REMEDIAL ACTIONS to correct herd problems of ketosis include:

  Remedial actions Comments
1 Identify and correct the causes Identify and correct the main causes, as summarised above.
2 Improve forage utilisation Where the problem is due to poor quality silage (see above), feeding a better silage, or inclusion of Monensin (250-300 mg/cow/d) in the dairy ration may help. Monensin is not licensed for use in dairy cows in the EU, but can normalise urine and blood ketones in a few days. At 300 mg/cow/d, it decreased milk fat level by 0.19% but was not detected by standard milk residue tests. With very sophisticated methods, levels of 2.5 ng/ml may be detected (Lowe et al 1991 Australian Vet. J., 68,17).

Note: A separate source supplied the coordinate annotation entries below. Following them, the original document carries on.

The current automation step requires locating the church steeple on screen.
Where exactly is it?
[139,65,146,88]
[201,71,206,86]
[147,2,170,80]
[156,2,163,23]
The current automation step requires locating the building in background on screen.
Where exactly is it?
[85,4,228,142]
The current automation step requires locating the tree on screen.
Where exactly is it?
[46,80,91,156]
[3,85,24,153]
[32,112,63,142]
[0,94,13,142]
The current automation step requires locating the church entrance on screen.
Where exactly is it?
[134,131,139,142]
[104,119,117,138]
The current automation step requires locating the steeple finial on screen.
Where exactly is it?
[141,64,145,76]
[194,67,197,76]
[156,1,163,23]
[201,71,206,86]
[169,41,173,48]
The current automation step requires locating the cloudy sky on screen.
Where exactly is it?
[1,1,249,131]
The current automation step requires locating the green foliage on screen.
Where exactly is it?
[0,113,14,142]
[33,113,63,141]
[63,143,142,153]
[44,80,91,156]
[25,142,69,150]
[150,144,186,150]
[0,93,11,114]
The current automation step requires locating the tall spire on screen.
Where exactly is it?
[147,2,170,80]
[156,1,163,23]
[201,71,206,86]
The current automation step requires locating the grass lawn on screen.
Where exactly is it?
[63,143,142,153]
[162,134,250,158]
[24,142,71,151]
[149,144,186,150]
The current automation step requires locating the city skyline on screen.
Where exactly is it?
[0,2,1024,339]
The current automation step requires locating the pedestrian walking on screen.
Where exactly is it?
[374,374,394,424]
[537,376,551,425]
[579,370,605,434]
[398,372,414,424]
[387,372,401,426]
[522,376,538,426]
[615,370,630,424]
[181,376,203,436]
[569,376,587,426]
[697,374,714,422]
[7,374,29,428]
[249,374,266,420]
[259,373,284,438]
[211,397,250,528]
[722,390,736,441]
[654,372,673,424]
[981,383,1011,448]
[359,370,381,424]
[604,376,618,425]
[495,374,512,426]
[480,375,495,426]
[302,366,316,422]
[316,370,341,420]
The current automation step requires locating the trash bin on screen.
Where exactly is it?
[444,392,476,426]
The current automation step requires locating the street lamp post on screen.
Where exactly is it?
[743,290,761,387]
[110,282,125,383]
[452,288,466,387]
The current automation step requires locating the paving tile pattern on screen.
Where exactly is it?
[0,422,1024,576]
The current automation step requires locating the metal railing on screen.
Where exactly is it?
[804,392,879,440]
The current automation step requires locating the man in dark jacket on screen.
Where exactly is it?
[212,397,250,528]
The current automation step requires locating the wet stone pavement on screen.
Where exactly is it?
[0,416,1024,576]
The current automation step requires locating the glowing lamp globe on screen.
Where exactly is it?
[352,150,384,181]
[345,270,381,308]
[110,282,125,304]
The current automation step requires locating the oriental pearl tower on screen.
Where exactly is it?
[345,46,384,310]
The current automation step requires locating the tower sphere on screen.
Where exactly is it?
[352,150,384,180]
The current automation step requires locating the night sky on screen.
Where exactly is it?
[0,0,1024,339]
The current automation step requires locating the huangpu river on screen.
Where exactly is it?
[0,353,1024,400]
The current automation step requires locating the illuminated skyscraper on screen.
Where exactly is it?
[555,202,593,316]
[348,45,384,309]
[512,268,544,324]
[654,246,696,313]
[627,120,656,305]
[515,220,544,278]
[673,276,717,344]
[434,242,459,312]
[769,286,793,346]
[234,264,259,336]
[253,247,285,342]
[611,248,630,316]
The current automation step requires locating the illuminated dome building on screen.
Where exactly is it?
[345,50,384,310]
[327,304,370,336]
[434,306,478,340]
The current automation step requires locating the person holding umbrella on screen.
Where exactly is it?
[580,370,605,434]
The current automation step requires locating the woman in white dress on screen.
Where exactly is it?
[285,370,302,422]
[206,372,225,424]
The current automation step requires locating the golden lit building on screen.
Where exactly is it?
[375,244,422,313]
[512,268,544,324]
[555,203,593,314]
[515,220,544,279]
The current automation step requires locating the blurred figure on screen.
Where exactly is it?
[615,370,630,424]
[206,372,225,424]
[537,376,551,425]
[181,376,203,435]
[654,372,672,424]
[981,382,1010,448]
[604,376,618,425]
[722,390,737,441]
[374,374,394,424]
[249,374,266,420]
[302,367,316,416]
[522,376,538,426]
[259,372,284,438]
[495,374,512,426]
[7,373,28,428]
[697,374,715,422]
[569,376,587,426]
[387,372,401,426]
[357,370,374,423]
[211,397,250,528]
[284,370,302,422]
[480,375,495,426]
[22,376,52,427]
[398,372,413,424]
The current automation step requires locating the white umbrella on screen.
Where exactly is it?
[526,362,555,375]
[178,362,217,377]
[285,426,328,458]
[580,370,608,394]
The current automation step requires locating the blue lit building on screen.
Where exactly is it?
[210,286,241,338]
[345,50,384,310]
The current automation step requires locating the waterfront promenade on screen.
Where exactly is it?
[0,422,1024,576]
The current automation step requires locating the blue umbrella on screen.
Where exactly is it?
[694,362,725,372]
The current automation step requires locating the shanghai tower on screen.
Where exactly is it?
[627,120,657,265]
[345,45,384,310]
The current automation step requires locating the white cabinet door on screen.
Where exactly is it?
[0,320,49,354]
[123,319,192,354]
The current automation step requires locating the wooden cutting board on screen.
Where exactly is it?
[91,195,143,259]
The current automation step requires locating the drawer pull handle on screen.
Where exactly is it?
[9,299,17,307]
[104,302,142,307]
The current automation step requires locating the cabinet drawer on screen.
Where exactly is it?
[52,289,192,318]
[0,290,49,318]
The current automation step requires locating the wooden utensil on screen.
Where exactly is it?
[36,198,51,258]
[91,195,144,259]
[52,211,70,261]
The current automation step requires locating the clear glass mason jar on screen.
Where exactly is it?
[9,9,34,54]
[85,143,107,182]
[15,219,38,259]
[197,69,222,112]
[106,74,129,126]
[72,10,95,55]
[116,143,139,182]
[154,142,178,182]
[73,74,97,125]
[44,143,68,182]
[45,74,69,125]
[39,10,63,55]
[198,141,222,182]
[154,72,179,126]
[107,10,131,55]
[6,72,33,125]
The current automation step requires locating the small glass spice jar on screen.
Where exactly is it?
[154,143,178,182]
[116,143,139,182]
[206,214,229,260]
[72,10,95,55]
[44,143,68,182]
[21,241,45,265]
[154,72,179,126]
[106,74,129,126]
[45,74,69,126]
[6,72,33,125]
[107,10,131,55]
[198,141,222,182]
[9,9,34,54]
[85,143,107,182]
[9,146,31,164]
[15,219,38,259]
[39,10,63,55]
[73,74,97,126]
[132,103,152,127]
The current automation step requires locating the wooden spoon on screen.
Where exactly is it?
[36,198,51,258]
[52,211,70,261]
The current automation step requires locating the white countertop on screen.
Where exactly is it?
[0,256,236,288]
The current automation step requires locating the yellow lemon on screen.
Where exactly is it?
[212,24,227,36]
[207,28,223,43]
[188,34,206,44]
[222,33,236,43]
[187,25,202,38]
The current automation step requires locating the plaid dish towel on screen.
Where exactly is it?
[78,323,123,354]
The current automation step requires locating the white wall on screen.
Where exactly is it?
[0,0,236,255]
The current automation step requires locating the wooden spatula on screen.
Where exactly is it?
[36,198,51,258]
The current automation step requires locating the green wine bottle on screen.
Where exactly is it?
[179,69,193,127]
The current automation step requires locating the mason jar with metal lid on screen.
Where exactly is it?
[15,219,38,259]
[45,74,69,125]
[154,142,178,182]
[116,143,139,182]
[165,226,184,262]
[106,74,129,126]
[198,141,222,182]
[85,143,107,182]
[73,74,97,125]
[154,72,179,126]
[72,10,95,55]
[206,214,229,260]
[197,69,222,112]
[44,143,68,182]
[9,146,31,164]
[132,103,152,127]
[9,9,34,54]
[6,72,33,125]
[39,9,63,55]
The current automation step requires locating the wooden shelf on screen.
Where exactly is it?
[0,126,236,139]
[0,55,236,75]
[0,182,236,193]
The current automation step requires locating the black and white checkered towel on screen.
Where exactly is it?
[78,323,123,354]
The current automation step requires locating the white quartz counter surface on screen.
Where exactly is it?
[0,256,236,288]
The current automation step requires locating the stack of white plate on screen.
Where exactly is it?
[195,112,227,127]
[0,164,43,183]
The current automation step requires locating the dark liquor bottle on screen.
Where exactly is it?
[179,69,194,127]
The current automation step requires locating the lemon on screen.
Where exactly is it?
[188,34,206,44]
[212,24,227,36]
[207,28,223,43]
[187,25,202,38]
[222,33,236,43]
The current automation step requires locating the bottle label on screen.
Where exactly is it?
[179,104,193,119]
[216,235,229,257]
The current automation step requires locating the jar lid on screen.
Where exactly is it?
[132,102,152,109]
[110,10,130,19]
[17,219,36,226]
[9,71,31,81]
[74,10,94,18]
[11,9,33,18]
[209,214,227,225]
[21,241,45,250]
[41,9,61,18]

3 Mineral supplements? Apart from Co deficiency, mineral deficiency seldom causes ketosis. However, if the levels of Co, Cu, Se, I, Mg or P are low on blood test, it is advisable to increase the input of those elements. A quick way to check if mineral deficiency is involved is to give a high-P lactation mineral, high in Co and other trace-elements.

If the problem persists after 3 weeks, mineral deficiency is unlikely to be a cause. Note that if minerals are only marginally deficient in blood, further supplementation with those minerals is unlikely to improve milk yield.